La déclaration de Joe Biden est surprenante. Pourquoi éprouve-t-il le besoin d’entrer, à chaque prise de parole du président russe, dans son jeu, dans sa stratégie de communication ? Pourquoi s’interroge-t-il publiquement : « Comment Vladimir Poutine peut-il s’en sortir ? Comment peut-il se positionner de façon à ne pas perdre la face ni une portion significative de son pouvoir en Russie ? »

Il donne raison à René Girard qui affirmait que « Le monde va de plus en plus vite vers les extrêmes. »

Ce n’est pas parce que les dirigeants russes se réfèrent continuellement à leur arsenal nucléaire, pour dissuader les forces de l’OTAN d’intervenir dans le conflit, qu’il faut abandonner le principe fondamental sur lequel repose la dissuasion, un concept qui a protégé l’humanité depuis 1945. Ce n’est pas parce que Vladimir Poutine menace d’utiliser du nucléaire sur le champ de bataille, qu’il faut le suivre sur ce terrain. Il sait ce que sont les forces dont dispose l’OTAN. Il ne doit rien savoir de ce que pourrait être la réponse à une action irresponsable de sa part. Une action qui ne doit d’ailleurs pas être définie afin d’entretenir le doute, l’incertitude, dans l’esprit du dirigeant russe. Les intérêts vitaux auxquels il pourrait porter atteinte, ne doivent pas, non plus, être précisés. C’est le principe même de la dissuasion, auquel trop de dirigeants occidentaux, ont cessé imprudemment d’être fidèles.

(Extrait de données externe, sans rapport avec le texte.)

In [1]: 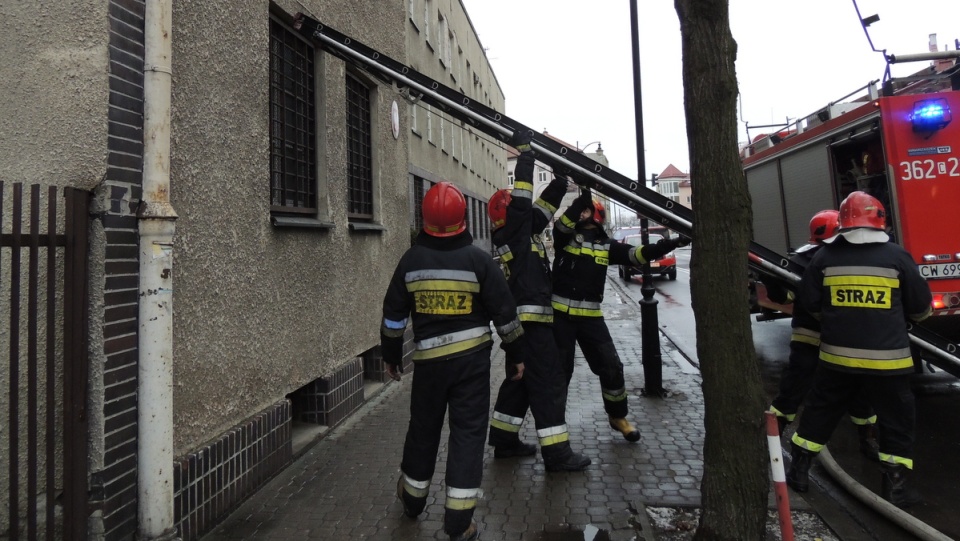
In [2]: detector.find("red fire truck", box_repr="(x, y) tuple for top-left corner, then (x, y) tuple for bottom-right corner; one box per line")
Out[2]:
(743, 56), (960, 338)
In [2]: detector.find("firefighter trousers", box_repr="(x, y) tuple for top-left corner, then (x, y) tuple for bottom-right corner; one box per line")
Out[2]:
(399, 347), (491, 537)
(489, 322), (570, 452)
(553, 314), (629, 419)
(794, 367), (914, 464)
(772, 341), (876, 423)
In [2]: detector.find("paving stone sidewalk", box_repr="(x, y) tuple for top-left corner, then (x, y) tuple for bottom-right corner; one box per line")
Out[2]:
(200, 279), (828, 541)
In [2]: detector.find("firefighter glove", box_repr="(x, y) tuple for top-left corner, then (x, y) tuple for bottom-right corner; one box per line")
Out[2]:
(676, 235), (691, 247)
(511, 129), (535, 155)
(506, 361), (525, 381)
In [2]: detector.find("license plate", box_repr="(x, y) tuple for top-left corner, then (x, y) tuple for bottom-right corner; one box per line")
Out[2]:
(919, 263), (960, 280)
(650, 262), (660, 268)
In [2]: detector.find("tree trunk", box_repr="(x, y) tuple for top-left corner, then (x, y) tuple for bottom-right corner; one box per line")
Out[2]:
(673, 1), (770, 539)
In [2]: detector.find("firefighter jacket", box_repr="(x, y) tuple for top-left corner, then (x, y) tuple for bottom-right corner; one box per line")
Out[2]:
(551, 196), (678, 318)
(492, 152), (569, 324)
(764, 244), (822, 346)
(380, 230), (525, 365)
(797, 237), (933, 375)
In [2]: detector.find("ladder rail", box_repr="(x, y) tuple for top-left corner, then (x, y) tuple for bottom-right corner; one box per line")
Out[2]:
(291, 12), (960, 374)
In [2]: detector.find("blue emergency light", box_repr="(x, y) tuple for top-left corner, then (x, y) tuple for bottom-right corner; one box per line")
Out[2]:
(911, 98), (952, 132)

Ce n’est pas parce que les menaces de Vladimir Poutine n’ont pas dissuadé les Européens et les États-Unis d’aider l’Ukraine, qu’il faut en déduire que la dissuasion ne marche plus. C’est parce que Vladimir Poutine menace inconsidérément, parle trop, que sa dissuasion a perdu de sa crédibilité. Il fait, dans ce domaine, comme dans d’autres, ce qu’il ne faut pas faire et contribue à affaiblir le concept, qui fait, pour cette raison, régulièrement l’objet de controverses.

Face à la retraite de l’armée russe et à une mobilisation anarchique en Russie Vladimir Poutine tente de rassurer en affirmant que l’opération spéciale se déroule comme prévu, après l’annexion de quatre régions ukrainiennes et des « référendums » probants !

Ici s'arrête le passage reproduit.